Hallo minna-san, karena Rei-kun sudah lama ga bikin fic NaruHina, maka, bertepatan Hari Fluffy NaruHina, dibuatlah fic ini. Semoga benar-benar Fluffy.
Summary :
Naruto mengajak Hinata pergi ke Tropical Land. sekian lama mereka berteman, baru kali ini mereka pergi berdua. Apa yang terjadi disana?
Khusus untuk HFNH. Warning: AU, Little OOC
Dipersembahkan untuk para NaruHina fans, segenap readers, dan Khusus my lovely imouto, Light Sapphire chan. Makasih ya udah kasih tau syarat membuat fict ini untuk ikutan festival HFNH
Selamat menikmati. . .
-
-
Lonceng berbunyi nyaring di SMU 1 Konoha. Istirahat adalah waktu yang yang paling ditunggu untuk menikmati udara bebas diluar kelas. Apalagi bagi para murid kelas XII yang terlalu jenuh dengan banyaknya contoh soal yang harus mereka jawab untuk persiapan UN yang tinggal 4 bulan lagi. Namun tidak bagi Naruto, ia masih berada dalam kelas disaat teman-temannya yang lain keluar.
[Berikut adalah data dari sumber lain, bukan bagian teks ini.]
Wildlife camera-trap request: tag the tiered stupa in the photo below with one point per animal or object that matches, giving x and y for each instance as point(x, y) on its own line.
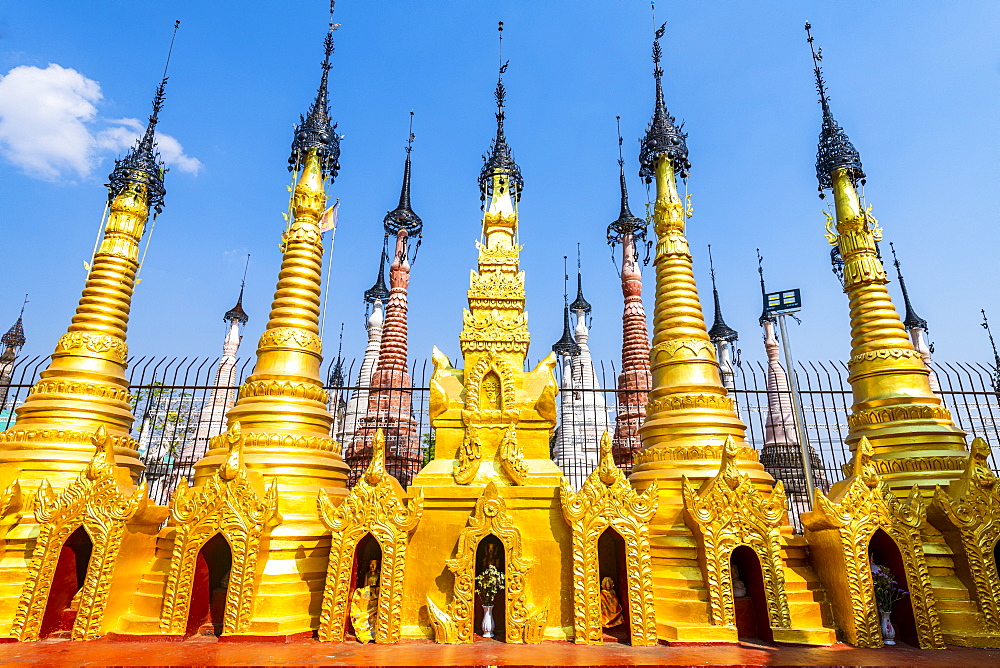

Ia malah menghampiri seorang siswi yang sedang sibuk dengan buku matematikanya.
"Ehem," dehemannya membuat gadis itu mendongakkan kepala dan menatapnya dengan tatapan 'ada apa?'
"Hinata, aku ingin bertanya. Kau punya waktu hari minggu ini?" tanyanya dengan gelisah, seperti maling jemuran yang takut kepergok. Gadis itu menggeleng lemah.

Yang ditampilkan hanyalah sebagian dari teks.